La comparaison est frappante par rapport à la performance globale du marché. Le S&P 500 a généré un rendement total de 193 % sur cette période, tandis que la recommandation moyenne de Stock Advisor a rapporté 884 % — montrant comment la sélection d’actions dans des entreprises de qualité offre un avantage de croissance à long terme.

La véritable action à prendre dès maintenant

Si une crise de marché arrive — et statistiquement, elle arrivera à un moment ou un autre — la seule action la plus importante que vous pouvez prendre aujourd’hui n’est pas de vous préparer à sortir. C’est de vous préparer à rester engagé.

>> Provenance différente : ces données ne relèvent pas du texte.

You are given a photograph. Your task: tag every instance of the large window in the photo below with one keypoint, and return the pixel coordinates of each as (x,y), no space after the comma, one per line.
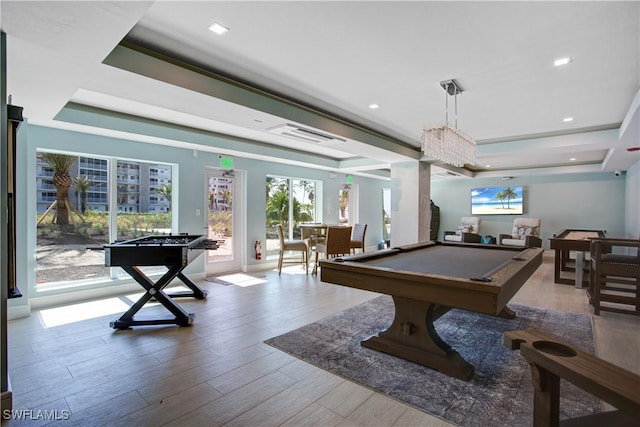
(290,202)
(74,219)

Construisez un portefeuille d’entreprises avec des fondamentaux solides, des modèles commerciaux éprouvés et des avantages compétitifs durables. Comprenez leur potentiel à long terme pour que, lorsque les prix chutent de 20 %, 30 % ou plus lors d’une crise, vous vous souveniez pourquoi vous avez investi en premier lieu. Cette conviction est ce qui distingue les investisseurs à long terme qui réussissent de ceux qui vendent au pire moment.

Le marché connaîtra toujours des ralentissements. Les entreprises qui survivent et prospèrent de l’autre côté sont celles qu’il vaut la peine de posséder. Et les investisseurs qui les détiennent, dans la bonne et la mauvaise fortune, sont ceux qui bâtissent une véritable richesse — crise ou pas.